Microscopic hematuria requires medical testing for detection. It is not visible to the naked eye. Rather it requires microscopic examination for detection. It is defined as three or more red blood cells per high-powered field. Another method for detection of microscopic hematuria is the dipstick method. This test works by detecting hemoglobin in a urine sample. False positives can occur with dipstick testing if free hemoglobin or myoglobin are present.
For people younger than 35 years old presenting with asymptomatic microscopic hematuria, a cystoscopy may be warranted if risk factors are present.
Initial negative evaluation
Evaluations of hematuria that do not reveal pathology require follow up. A urinary cytology may be helpful. A urinalysis should be repeated once a year. Follow up can be discontinued after two consecutive negative urinalyses. Repeat hematuria on follow-up studies warrants repeat upper urinary tract imaging and a cystoscopy. This should be performed within three to five years of the first evaluation.
- Vaginal bleeding
- Gastrointestinal bleeding
- "Red urine" can result from the medication phenazopyridine
Acute clot retention
Acute clot retention is one of three emergencies that can occur with hematuria. The other two are anemia and shock. Blood clots can prevent urine outflow through either ureter or the bladder. This is known as acute urinary retention.
Blood clots that remain in the bladder are digested by urinary urokinase producing fibrin fragments. These fibrin fragments are natural anticoagulants and promote ongoing bleeding from the urinary tract. Removing all blood clots prevents the formation of this natural anticoagulant. This in turns facilitates the cessation of bleeding from the urinary tract.
The acute management of obstructing clots is the placement of a large (22-24 French) urethral Foley catheter.

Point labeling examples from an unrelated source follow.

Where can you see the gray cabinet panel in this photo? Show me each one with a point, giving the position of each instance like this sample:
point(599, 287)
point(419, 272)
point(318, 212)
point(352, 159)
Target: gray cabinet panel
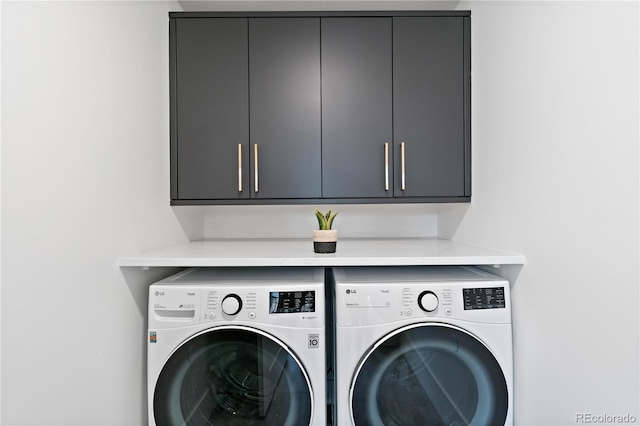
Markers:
point(210, 108)
point(429, 106)
point(356, 107)
point(284, 81)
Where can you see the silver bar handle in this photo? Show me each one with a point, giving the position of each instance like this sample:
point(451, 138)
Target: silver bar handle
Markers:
point(239, 167)
point(386, 166)
point(255, 168)
point(403, 186)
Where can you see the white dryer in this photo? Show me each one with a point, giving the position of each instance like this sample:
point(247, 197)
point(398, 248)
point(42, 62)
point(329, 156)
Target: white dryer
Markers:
point(237, 347)
point(422, 346)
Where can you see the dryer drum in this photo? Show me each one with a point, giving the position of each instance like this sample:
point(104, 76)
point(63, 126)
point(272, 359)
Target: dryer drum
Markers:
point(232, 377)
point(429, 374)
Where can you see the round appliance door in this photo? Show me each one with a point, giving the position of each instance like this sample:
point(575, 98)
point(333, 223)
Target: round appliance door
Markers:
point(429, 374)
point(232, 376)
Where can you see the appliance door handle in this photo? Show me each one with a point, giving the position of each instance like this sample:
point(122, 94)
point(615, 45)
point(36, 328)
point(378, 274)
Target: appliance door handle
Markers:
point(403, 185)
point(255, 167)
point(386, 166)
point(239, 167)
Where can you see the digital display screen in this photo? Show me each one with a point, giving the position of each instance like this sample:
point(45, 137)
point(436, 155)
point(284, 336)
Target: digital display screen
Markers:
point(483, 298)
point(290, 302)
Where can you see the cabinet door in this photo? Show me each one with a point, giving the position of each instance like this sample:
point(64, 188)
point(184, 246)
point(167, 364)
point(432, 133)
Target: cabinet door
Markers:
point(429, 107)
point(356, 107)
point(210, 109)
point(284, 79)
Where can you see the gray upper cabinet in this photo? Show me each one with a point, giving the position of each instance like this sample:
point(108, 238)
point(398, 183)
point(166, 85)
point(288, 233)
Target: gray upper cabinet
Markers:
point(357, 107)
point(210, 109)
point(284, 77)
point(320, 107)
point(429, 110)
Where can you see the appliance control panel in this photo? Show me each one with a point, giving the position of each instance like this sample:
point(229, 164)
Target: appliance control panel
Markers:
point(285, 305)
point(379, 303)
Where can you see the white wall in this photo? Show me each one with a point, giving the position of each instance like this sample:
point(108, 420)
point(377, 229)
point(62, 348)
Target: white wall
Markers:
point(85, 180)
point(555, 168)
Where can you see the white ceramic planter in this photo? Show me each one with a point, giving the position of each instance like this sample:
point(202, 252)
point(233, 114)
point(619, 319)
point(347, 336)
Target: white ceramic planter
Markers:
point(325, 240)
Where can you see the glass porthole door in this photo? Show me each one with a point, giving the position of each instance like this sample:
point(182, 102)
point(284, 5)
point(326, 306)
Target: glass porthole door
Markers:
point(232, 376)
point(429, 375)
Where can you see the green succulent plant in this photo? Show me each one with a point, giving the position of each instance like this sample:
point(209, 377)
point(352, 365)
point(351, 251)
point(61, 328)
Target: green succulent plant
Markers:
point(325, 220)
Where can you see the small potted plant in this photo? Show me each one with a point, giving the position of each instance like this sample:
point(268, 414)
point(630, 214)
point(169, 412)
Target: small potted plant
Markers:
point(325, 238)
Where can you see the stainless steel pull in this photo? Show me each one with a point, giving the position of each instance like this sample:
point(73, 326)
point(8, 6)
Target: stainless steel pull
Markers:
point(239, 167)
point(386, 166)
point(255, 168)
point(403, 186)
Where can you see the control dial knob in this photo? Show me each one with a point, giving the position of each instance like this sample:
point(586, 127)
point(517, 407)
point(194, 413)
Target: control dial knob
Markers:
point(428, 301)
point(231, 304)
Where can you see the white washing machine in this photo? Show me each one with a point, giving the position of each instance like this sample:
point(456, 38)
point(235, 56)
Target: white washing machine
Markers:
point(237, 347)
point(422, 346)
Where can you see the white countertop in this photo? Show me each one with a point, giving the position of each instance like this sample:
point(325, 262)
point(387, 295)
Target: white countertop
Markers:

Clots are evacuated with a Toomey syringe and saline irrigation. If this does not control the bleeding, management should escalate to continuous bladder irrigation (CBI) via a three-port urethral catheter. If both a large urethral Foley catheter and CBI fail, an urgent cystoscopy in the operating room will be necessary. Lastly, a transfusion and/or a correction of a coexisting coagulopathy may be necessary.

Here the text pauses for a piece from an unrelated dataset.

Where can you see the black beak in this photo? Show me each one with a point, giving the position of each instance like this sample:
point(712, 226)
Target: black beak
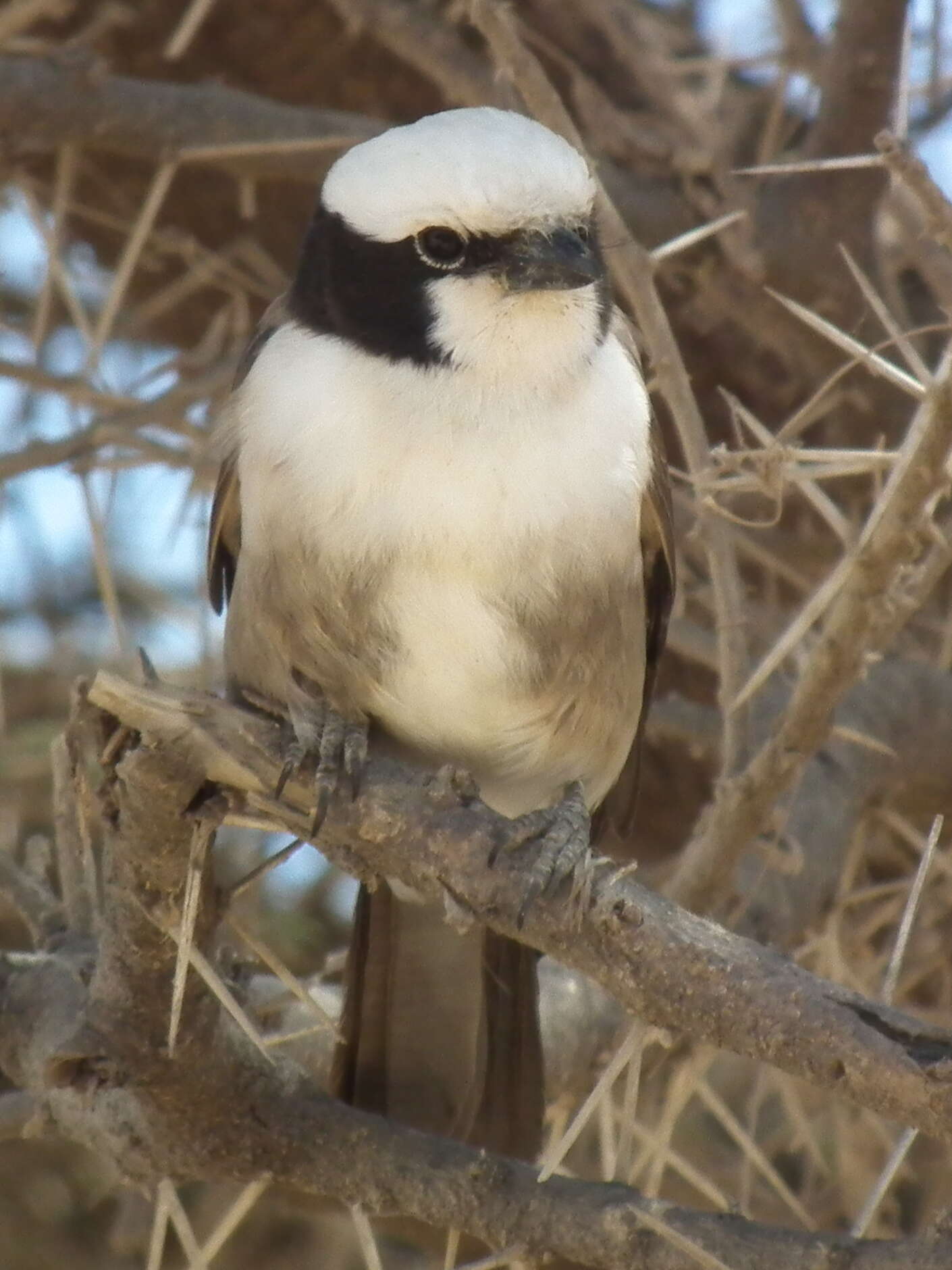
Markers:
point(559, 261)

In the United States of America, microscopic hematuria has a prevalence of somewhere between 2% and 31%. Higher rates exist in individuals older than 60 years of age and those with a current or past history of smoking. Only a fraction of individuals with microhematuria are diagnosed with a urologic cancer. When asymptomatic populations are screened with dipstick or microscopy medical testing about 2% to 3% of those with hematuria have a urologic cancer. Routine screening is not recommended. Individuals with risk factors who undergo repeated testing have higher rates of urologic malignancies. These risks factors include age (>35 years), male gender, previous or current smoking, chemical exposure (e.g., benzenes or aromatic amines), and prior pelvic radiation therapy.
In children the prevalence is 0.5–2%. Risks factor include older age and female gender. About 5% of individuals with microscopic hematuria receive a cancer diagnosis. 40% of individuals with macroscopic hematuria (blood easily visible in the urine) receive a cancer diagnosis.